After becoming a free agent in March 2020, Brown had a tryout with the Houston Texans on August 16, 2020.

=== San Francisco 49ers ===
On August 20, 2020, the San Francisco 49ers signed Brown to a one-year contract. He was released on August 27, 2020.

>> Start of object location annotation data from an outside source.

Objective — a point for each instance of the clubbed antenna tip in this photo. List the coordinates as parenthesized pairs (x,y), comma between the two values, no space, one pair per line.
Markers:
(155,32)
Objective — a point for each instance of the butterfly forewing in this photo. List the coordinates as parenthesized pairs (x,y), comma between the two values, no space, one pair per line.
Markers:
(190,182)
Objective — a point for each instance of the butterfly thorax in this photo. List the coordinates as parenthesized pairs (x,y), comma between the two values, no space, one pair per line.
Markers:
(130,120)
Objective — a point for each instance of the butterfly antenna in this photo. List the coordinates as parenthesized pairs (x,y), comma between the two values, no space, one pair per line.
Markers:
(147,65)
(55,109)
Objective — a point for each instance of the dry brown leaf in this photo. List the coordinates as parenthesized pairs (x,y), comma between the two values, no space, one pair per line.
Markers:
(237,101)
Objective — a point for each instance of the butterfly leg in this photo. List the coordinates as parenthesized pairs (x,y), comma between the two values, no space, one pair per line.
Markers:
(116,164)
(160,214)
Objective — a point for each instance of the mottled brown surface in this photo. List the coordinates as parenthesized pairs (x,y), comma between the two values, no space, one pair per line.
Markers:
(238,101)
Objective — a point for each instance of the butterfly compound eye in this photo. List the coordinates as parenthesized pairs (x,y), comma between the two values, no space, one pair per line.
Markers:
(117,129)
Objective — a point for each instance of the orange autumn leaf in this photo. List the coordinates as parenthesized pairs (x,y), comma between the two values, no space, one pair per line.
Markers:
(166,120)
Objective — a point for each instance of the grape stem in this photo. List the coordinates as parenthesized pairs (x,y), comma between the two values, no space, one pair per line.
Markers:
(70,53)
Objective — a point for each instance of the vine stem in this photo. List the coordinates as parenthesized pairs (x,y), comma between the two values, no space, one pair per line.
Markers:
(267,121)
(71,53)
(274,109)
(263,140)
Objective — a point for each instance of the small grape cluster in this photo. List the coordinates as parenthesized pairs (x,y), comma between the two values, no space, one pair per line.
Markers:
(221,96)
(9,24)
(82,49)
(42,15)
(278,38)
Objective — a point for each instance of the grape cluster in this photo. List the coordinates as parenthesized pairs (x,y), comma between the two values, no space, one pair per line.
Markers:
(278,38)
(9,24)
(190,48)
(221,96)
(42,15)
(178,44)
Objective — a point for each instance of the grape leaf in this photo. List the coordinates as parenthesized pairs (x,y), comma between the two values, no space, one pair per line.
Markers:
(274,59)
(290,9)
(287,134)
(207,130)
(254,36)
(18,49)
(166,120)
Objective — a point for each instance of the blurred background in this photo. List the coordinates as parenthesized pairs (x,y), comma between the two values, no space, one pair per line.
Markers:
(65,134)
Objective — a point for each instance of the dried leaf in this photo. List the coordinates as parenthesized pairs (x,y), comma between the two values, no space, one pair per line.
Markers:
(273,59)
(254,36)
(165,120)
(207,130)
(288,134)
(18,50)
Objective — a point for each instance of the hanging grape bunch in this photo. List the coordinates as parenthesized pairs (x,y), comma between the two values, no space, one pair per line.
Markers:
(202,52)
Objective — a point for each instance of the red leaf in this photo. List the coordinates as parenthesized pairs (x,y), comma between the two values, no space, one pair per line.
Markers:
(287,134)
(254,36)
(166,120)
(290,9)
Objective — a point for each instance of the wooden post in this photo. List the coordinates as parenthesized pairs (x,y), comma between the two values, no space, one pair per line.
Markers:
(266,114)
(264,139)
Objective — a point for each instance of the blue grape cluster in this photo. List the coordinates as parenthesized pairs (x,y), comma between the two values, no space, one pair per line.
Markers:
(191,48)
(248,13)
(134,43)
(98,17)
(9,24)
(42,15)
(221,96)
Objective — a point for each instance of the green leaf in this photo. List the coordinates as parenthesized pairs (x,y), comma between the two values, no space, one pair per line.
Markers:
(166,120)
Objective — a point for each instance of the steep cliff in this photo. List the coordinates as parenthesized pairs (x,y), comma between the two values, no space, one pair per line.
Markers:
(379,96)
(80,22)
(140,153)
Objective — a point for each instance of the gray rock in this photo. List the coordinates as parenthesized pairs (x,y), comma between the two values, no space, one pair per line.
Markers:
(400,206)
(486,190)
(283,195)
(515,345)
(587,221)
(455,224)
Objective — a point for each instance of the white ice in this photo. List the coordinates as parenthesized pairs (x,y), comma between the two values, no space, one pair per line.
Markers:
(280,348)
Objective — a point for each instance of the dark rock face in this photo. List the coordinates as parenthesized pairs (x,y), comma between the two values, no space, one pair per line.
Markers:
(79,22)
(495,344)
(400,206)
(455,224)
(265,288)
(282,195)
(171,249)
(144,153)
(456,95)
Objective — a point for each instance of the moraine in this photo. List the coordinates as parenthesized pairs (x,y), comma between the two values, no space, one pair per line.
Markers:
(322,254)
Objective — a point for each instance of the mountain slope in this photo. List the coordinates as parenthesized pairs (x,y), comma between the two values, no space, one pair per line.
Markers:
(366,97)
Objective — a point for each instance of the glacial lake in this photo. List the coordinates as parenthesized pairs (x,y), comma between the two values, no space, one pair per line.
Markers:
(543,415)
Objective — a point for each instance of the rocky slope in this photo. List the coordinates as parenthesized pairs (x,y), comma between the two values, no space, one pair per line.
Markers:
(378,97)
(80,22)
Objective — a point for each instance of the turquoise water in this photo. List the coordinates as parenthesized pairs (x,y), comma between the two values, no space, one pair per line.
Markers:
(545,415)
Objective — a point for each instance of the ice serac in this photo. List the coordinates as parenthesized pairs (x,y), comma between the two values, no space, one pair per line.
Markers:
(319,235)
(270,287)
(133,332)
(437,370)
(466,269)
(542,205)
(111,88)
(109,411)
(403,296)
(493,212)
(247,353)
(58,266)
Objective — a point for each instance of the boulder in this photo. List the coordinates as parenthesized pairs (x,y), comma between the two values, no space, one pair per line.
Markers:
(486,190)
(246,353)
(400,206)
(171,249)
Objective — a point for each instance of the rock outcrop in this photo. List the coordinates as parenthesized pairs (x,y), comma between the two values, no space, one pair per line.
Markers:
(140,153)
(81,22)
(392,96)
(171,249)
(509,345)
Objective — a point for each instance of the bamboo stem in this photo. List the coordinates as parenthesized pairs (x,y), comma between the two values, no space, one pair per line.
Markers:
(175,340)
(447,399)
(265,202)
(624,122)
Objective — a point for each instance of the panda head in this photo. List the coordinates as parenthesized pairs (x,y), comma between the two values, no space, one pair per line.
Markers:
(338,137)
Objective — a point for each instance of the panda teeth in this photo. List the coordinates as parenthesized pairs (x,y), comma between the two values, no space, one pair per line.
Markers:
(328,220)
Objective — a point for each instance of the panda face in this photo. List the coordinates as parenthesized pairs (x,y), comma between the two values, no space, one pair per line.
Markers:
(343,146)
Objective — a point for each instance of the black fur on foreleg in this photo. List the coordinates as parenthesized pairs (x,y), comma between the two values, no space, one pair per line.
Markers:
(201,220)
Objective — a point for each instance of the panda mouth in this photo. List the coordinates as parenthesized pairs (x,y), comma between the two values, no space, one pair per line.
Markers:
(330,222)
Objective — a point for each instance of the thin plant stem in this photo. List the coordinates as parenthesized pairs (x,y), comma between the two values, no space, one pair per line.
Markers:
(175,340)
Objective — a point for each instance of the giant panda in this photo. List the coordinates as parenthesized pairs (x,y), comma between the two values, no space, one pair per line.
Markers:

===Arizona Cardinals (second stint)===
On September 23, 2020, Brown was signed to the Arizona Cardinals practice squad. He was released on October 13.

==Career statistics==
===NFL===

| Year | Team | Games |  | Receiving |  |  |  |  | Fumbles |  |
| GP | GS | Rec | Yds | Avg | Lng | TD | Fum | Lost |
| 2013 | ARI | 16 | 0 | 11 | 140 | 12.7 | 32 | 1 | 0 | 0 |
| 2014 | ARI | 16 | 2 | 22 | 229 | 10.4 | 26 | 2 | 1 | 0 |
| 2015 | ARI | 16 | 0 | 11 | 144 | 13.1 | 39 | 1 | 0 | 0 |
| 2016 | ARI | 7 | 2 | 11 | 187 | 17.0 | 51 | 1 | 0 | 0 |
| 2017 | ARI | 16 | 8 | 31 | 477 | 15.4 | 52 | 4 | 0 | 0 |
| 2018 | SEA | 16 | 2 | 14 | 166 | 11.9 | 45 | 5 | 0 | 0 |
| 2019 | SEA | 14 | 4 | 16 | 220 | 13.8 | 48 | 2 | 1 | 1 |
| Total |  | 101 | 18 | 116 | 1,563 | 13.5 | 52 | 16 | 2 | 1 |

===College===

| Season | Team | Receiving |  |  |  | Rushing |  |  |  |
| Rec | Yds | Avg | TD | Att | Yds | Avg | TD |
| 2009 | Clemson | 3 | 30 | 10.0 | 1 | 0 | 0 | 0.0 | 0 |
| 2010 | Clemson | 32 | 405 | 12.7 | 3 | 8 | 63 | 7.9 | 0 |
| 2011 | Clemson | 31 | 406 | 13.1 | 4 | 0 | 0 | 0.0 | 0 |
| 2012 | Clemson | 21 | 345 | 16.4 | 0 | 1 | 3 | 3.0 | 0 |
| Total |  | 87 | 1,186 | 13.6 | 8 | 9 | 66 | 7.3 | 0 |
Reference:

== Personal life ==
Jaron was born in Ceiba, Puerto Rico, on Naval Station Roosevelt Roads to parents Norman and Regina Brown. Jaron has one brother, Norman Brown III. Brown, a Navy brat, has lived all over the world. Prior to his father's retirement from the Navy, he moved to his parents' hometown of Cheraw, South Carolina. There, Brown gained recognition as a talented athlete and an excellent student. Recognition gained national attention as Brown was offered 8 full scholarships from Division I schools that included Tennessee, West Virginia, Kentucky, Michigan, Vanderbilt, Duke, South Carolina, and Clemson. While attending Clemson, Brown was an excellent student-athlete, garnering two Academic All-ACC selections and being a four-time ACC Academic Honor Roll member in his time at Clemson University. He graduated on December 22, 2011, with a degree in management. Brown is married to former flight attendant and model Ashley Brown. The couple have a daughter, who was born in 2015.